The optical remote sensing image is different from a common optical image, and the difference is mainly reflected on a sensor and a shooting angle. Most of things shot by the common optical image are distributed in the vertical direction, often, the target occupies a large area of the whole image, and semantic information of the whole image is simple. The situation of the optical remote sensing image is much more complicated, and the problems brought by the shooting angle above the earth surface are as follows: the target direction and size are variable, the targets are densely arranged, and a complex background area occupies a larger area of the whole image. Based on various characteristics of optical remote sensing images, a classic target detection algorithm based on a convolutional neural network cannot well detect the remote sensing images.
Disclosure of Invention
The invention aims to provide a target detection method of an optical remote sensing image based on super-resolution feature aggregation, which utilizes a convolutional neural network to extract features of the optical remote sensing image, fuses shallow features and deep features for super-resolution, and obtains a restored super-resolution image and super-resolution features. And the hyper-resolution image is used as auxiliary information, and the hyper-resolution characteristics and the detection layer characteristics are subjected to characteristic aggregation to detect and improve the precision.

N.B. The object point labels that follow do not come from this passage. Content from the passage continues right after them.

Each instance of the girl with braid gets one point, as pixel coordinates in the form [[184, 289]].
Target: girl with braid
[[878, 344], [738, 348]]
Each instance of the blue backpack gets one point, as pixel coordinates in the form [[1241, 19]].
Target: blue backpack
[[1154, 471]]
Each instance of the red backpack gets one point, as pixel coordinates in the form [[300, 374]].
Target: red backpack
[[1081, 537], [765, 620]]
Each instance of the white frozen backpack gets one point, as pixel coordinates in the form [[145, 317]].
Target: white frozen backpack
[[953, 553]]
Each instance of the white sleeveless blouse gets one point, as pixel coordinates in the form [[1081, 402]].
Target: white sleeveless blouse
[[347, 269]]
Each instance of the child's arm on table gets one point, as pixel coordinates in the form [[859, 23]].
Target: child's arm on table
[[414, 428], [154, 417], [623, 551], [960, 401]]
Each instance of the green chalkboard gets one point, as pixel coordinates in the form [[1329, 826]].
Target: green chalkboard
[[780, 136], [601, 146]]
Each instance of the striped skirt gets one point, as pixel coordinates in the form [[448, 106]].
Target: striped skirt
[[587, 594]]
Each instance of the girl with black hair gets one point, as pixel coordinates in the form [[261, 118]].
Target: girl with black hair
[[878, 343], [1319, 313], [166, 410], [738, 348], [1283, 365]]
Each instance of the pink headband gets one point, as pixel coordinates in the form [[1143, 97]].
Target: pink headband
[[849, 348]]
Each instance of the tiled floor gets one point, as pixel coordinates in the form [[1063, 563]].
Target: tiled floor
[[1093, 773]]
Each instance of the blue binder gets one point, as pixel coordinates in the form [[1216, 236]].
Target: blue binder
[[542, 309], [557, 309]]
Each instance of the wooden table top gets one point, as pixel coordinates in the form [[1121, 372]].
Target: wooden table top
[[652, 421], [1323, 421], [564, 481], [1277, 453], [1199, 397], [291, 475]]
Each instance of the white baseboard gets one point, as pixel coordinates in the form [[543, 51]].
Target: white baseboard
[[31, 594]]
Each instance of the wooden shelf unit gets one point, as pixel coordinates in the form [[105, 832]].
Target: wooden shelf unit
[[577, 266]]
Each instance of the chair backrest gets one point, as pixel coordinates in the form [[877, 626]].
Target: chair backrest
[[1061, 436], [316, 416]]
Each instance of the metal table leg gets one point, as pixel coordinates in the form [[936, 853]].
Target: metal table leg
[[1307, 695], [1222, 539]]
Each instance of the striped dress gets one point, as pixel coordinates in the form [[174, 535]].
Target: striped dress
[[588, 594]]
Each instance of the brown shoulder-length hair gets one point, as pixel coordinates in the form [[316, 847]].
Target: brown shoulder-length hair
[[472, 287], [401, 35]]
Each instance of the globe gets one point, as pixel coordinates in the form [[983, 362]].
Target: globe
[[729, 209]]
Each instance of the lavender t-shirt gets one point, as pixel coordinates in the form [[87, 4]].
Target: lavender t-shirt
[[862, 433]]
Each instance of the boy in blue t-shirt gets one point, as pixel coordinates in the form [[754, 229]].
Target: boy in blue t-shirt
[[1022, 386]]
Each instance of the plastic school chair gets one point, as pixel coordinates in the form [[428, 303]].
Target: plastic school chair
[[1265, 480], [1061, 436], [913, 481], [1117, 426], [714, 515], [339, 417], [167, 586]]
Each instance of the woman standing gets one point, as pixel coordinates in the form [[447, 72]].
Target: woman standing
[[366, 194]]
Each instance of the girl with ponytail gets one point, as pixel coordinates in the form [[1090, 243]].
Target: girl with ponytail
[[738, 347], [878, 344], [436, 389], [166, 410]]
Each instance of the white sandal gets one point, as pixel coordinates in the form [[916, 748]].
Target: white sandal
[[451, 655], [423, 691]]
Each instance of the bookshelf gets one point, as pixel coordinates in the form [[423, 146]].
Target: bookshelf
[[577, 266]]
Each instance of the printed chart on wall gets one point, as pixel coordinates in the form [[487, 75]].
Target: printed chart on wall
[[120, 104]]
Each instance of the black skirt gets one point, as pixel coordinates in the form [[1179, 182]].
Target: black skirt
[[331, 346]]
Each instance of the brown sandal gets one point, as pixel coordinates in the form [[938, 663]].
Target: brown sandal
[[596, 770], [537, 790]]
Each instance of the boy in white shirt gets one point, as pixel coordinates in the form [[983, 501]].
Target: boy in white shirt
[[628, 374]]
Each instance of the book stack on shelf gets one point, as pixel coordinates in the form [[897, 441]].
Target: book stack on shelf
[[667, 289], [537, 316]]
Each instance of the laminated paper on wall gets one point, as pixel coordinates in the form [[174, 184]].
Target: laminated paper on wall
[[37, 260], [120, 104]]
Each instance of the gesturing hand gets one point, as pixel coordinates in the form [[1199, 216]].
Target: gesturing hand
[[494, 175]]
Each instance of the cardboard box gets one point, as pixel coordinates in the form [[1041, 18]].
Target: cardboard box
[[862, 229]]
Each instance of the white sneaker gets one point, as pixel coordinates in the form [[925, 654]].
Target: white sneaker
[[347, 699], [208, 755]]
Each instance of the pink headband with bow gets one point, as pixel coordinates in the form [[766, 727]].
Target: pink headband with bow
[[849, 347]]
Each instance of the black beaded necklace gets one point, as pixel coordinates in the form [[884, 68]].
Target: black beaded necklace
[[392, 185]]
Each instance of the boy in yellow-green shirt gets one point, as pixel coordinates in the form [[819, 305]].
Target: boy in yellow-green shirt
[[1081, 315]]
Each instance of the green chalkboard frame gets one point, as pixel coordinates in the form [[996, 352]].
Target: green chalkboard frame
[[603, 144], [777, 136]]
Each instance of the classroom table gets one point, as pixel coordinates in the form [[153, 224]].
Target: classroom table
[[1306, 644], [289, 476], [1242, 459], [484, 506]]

The purpose of the invention can be achieved by adopting the following technical scheme: in a first aspect, the invention provides a method for detecting an optical remote sensing image target based on super-resolution feature aggregation, which comprises the following steps:
s1, down-sampling an optical remote sensing image, inputting the optical remote sensing image into an image super-resolution network, and training to obtain a network serving as a super-resolution network of a SISR module;
s2, inputting the optical remote sensing image into a SISR module to obtain a super-resolution image;
s3, inputting the optical remote sensing image into a backbone module used for extracting image characteristic information to generate multi-scale and multi-level characteristics;
s4, introducing an auxiliary feature super-resolution module by utilizing multi-scale features, reconstructing a high-resolution image, and comparing the reconstructed high-resolution image with the super-resolution image obtained by the SISR module in the S2 so as to guide the learning of a backbone network in a spatial dimension;
s5, fusing multi-scale features by using an auxiliary feature super-resolution module to obtain super-resolution features for detection;
s6, a multi-scale feature generated by a backbone module is utilized, a feature pyramid network is introduced, feature graphs for detecting large, medium and small targets are obtained, the super-resolution feature is fused with the feature graph for detecting the small target in the feature pyramid, and the super-resolution feature for detection is obtained through a feature aggregation module; and inputting the characteristic diagrams and the super-resolution characteristics for detecting the large, medium and small targets into a detection head together for target detection to obtain a final detection result.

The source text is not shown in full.